Ontario’s Financial Accountability Office (FAO) has done its part in trivializing the significant electricity rate hikes that the province’s hydro customers have experienced over the last decade. In a recent post, “Home Energy Costs in Ontario”, the agency noted that home energy costs in Ontario are not that bad when compared to other provinces – showing that, while they are higher than in Quebec, Manitoba and British Columbia, they are lower than in Atlantic Canada and Alberta.
Yet, the FAO misses a vital point.
The public outrage over energy prices in Ontario is largely related to one sector, which has increasingly become a political pet project: hydro. The FAO’s figures factor in all forms of energy use, including natural gas, which has seen double-digit price declines in recent years due to the surge in shale gas production in the United States, not good energy policy in Ontario. In fact, Ontario’s gas sector, contrary to the electricity sector, has been largely untouched by political meddling – although that is about to change with the introduction of cap and trade and the Community Expansion hearing at the Ontario Energy Board (OEB).
Secondly, the FAO’s numbers end at 2014 and don’t include the double-digit electricity rate hikes that Ontario customers have seen over the last two years.
And thirdly, the FAO’s conclusions will provide little comfort for the one-in-four households and many businesses and manufacturers in Ontario that don’t have access to natural gas. Home heating costs for residential customers that rely on electricity, rather than natural gas, are already paying thousands of dollars more annually.
Data from Statistics Canada (see Figure 1) reveals that Ontario’s electricity ratepayers have experienced the fastest rate increases of any province in the country over the last decade.

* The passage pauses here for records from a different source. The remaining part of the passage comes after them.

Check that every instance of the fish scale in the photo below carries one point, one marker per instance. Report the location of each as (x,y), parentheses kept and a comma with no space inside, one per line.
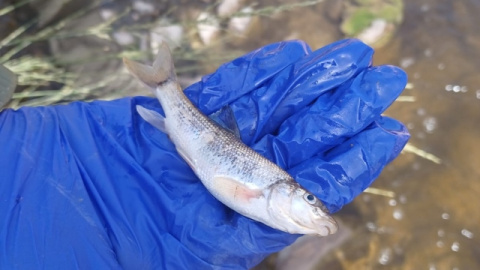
(231,171)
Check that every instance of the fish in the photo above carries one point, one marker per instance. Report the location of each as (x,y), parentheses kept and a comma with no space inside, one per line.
(232,172)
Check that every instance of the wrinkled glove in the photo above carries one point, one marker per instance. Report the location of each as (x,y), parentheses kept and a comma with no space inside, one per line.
(93,186)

A recent study by the Consumer Policy Institute, which considered all parts (delivery, generation and other fees) of the electricity bill, showed that residential hydro bills have increased by as much as 72% for customers in Ontario over the past decade and have outpaced any U.S. state and province in North America (see Figure 2).

Worse still is that the data from Statistics Canada doesn’t include the most recent rate hikes, which amounted to an additional 8-9% increase (from the same time the previous year) for the average consumer (see Figure 3). Since the beginning of 2015, the peak electricity rate has shot up by nearly 30%.

Soaring hydro rates are having a very real impact on Ontario households. Recent data from the OEB showed that the number of residential electricity customers that are behind on their hydro bills has increased by nearly 20% from 2013 to 2015. The number of low-income households behind on their hydro bills has increased by 43% during that time.
Rather than highlight the negative impact the province’s electricity policies have had on monthly hydro bills and directly address the public’s dismay, the FAO has, instead, trivialized them.
Brady Yauch is an economist and Executive Director of the Consumer Policy Institute (CPI). You can reach Brady by email at: bradyyauch (at) consumerpolicyinstitute.org or by phone at (416) 964-9223 ext 236
Reblogged this on Patti Kellar.
price of a barrel of oil in 2001 – $22, in 2005 – $58, and in 2013 – $120 or five times what is was in 2001…
Thanks for the comment. The price of a barrel of oil is around $45 now, or about the same price as it was in 2000/01. Electricity prices in Ontario are more than double what they were at that point. Furthermore, many states and provinces have seen rates go up well below what we’ve seen here in Ontario. Some jurisdictions have even seen price declines due to the abundance of natural gas.
And finally, the price of crude oil is more attuned to demand/supply dynamics, whereas in Ontario, we have a significant oversupply of power, yet prices continue to go higher.